Kenneth Tynan, who had recently moved to California for health reasons, was nearing the end of his life (he would die of emphysema 26 July 1980).
Kenny Rogers released The Kenny Rogers Singles Album, containing his hit single “The Gambler.”
Ken Russell was directing Altered States.
Kingsley Amis published his Collected Poems 1944–1979.
Kiss released Dynasty.
Kris Kristofferson released Shake Hands with the Devil.
Krysztoff Kieslowski released Amator (Camera Buff).
Kurt Vonnegut published Jailbird.
Joan Baez released Honest Lullaby.
She dedicated the album to John L. Wasserman, who had died in a drunk driving accident on 25 February.
Joe Jackson released his debut album, Look Sharp!
…and a rapid follow-up, I’m the Man.
John Ashbery published As We Know.
John Barth published LETTERS.
John Fowles published The Tree, a collaboration with photographer Frank Horvat.
John Hollander published Blue Wine.
Walker Percy was still trying to publish John Kennedy Toole’s A Confederacy of Dunces. Louisiana State University Press finally put it out the following year. It won the Pulitzer Prize for Fiction in 1981, twelve years after its author’s suicide.
John Landis, Dan Ackroyd, and Jim Belushi were making The Blues Brothers.
John le Carré published Smiley’s People, his third and last George Smiley novel.
John Lennon had one more year left to live.
John Rutter released The Beatles Concerto.
John Williams won a Grammy for his score for Close Encounters of the Third Kind.
Johnny Mathis released the hit single “Begin the Beguine” (B-side: “Gone Gone Gone”).
Joni Mitchell released her collaboration with Charles Mingus, Mingus. (Mingus had passed away earlier that year.)
Journey released Evolution.
Later that year, in November, they would begin recording Departure (1980).
They had, of course, yet to record Escape (1981).
Judas Priest released Killing Machine.
Appropriately, this was also when the band adopted their studded leather fashion sense. They also recorded their first live album, Unleashed in the East.
Judith Krantz, who had just published her first novel, Scruples, was preparing to publish her second book, Princess Daisy (1980).
Meanwhile, Scruples was being adapted as a television miniseries (which included the final appearance of Gene Tierney).
Joy Division released Unknown Pleasures.
The following year (1980), lead singer Ian Curtis would hang himself on 18 May, the eve of the band’s first U.S. tour. The remaining members reformed as New Order.
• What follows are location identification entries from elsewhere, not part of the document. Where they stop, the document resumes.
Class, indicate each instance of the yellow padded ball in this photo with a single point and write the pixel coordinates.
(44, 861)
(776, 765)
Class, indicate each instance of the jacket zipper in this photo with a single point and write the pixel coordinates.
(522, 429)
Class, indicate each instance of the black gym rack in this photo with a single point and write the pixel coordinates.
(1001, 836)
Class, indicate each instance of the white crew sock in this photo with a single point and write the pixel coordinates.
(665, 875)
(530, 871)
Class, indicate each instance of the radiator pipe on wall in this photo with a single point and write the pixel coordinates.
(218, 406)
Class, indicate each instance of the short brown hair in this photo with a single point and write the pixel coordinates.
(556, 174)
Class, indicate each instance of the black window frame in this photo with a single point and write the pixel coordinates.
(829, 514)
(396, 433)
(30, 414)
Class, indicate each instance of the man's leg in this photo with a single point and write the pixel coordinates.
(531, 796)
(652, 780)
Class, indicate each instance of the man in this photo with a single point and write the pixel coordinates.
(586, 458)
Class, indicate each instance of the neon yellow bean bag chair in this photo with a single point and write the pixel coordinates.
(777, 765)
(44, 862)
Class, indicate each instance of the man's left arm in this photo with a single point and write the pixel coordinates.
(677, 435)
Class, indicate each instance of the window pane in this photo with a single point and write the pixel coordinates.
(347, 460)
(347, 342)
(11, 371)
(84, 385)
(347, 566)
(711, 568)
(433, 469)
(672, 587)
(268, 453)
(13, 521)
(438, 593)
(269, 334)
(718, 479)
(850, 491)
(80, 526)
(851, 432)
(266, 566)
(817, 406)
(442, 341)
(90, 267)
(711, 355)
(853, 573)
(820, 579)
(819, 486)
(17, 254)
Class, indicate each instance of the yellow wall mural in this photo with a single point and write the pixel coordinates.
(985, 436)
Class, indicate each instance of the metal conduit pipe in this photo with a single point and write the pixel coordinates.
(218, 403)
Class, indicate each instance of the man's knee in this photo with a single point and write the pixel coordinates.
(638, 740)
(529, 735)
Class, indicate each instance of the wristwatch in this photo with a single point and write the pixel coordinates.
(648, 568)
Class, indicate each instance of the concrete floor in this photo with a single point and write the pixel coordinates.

Thanks much for the JB’s — Joan Baez, John Barth — but what most warmed my cockles might’ve been Mitchell & Mingus.
Cockles! They’ve been cropping up a lot recently. I ate a few today, at lunch.
I’ve actually not listened to Mingus all the way through, despite being a sizable Mingus fan who was raised by two sizable Joni Mitchell fans. I’ve heard only certain tracks. I shall have to paper over that gap in my cultural knowledge.